Africa has more than $ 791 billion active projects using public-private partnerships. The 46% or $ 369 billion is currently being built.

As wave after wave of COVID-19 ravages global economies, poorer countries are being negatively affected than their developed peers. Unfortunately, Africa has some of the poorest countries where the majority of the population earns less than the international poverty line of one dollar ninety a day.

COVID-19 restrictions cause long-standing businesses to collapse, and on a continent where small traders are the core of the economy, many have lost their only means of generating income. Less trade equals less revenue for government coffers. With the added expense of medical services and maintaining the salaries of government employees, coffers are being depleted at an alarming rate.

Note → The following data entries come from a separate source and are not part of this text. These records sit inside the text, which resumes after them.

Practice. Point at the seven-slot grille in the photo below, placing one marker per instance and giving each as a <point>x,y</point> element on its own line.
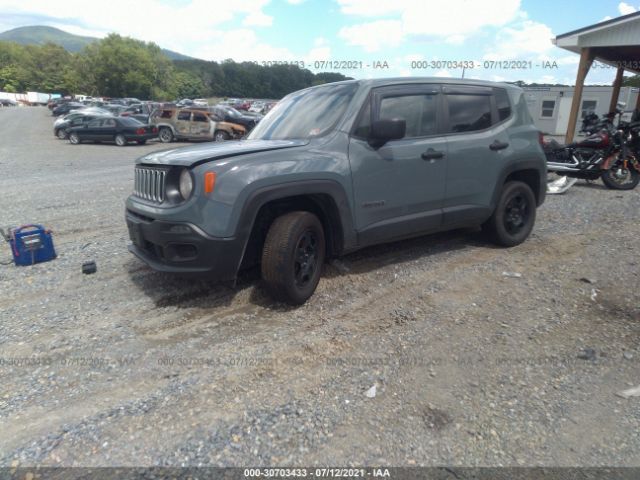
<point>149,184</point>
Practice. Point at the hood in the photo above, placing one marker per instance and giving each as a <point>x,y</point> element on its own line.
<point>196,154</point>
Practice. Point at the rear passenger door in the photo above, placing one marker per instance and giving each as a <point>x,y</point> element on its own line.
<point>478,149</point>
<point>399,187</point>
<point>109,129</point>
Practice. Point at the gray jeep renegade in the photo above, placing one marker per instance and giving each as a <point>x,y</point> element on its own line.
<point>338,167</point>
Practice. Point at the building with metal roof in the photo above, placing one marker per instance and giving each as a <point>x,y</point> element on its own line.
<point>614,42</point>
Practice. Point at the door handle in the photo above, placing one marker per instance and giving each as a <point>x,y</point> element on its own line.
<point>497,145</point>
<point>432,154</point>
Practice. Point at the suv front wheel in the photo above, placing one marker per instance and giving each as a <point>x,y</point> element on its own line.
<point>514,216</point>
<point>292,257</point>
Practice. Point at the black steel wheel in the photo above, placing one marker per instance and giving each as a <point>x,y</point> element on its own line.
<point>292,257</point>
<point>514,215</point>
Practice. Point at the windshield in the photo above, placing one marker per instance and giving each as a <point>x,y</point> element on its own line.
<point>305,114</point>
<point>233,112</point>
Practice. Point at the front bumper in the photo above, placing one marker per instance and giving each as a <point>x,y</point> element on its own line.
<point>183,248</point>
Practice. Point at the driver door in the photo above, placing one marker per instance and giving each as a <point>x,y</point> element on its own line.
<point>399,187</point>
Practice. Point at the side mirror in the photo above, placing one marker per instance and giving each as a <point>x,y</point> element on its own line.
<point>387,129</point>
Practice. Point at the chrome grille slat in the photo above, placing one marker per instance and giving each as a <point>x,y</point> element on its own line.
<point>148,183</point>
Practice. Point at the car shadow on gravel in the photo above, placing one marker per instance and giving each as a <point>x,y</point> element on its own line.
<point>375,257</point>
<point>166,290</point>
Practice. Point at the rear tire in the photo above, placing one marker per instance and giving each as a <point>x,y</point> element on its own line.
<point>292,257</point>
<point>165,135</point>
<point>514,216</point>
<point>611,180</point>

The debt of 13 African countries to gross domestic product (GDP) exceeds seventy percent. 

From this point of view, Public-Private Partnerships (PPPs) are likely to become an essential means of financing critical infrastructure projects in Africa.

At the moment, Africa has 791 billion dollars in projects developed on the basis of PPP. Of the $ 791 billion, forty-six percent, or $ 369 billion, is currently under construction. South Africa leads the continent with 10.8% of the continents' PPP projects. In second place is Kenya followed by Egypt with 10.3 and 8.5 percent respectively.

The energy sector is the one that uses PPPs the most, with 44.3% of the PPP market. Transportation and oil and gas come second and third with 18.7 and 15.0 percent, respectively. The African Development Bank is the largest financier of PPP projects with 9.6 percent of the market, followed by the World Bank Group and the Southern African Development Bank with 8.1 and 4.1 percent. , respectively.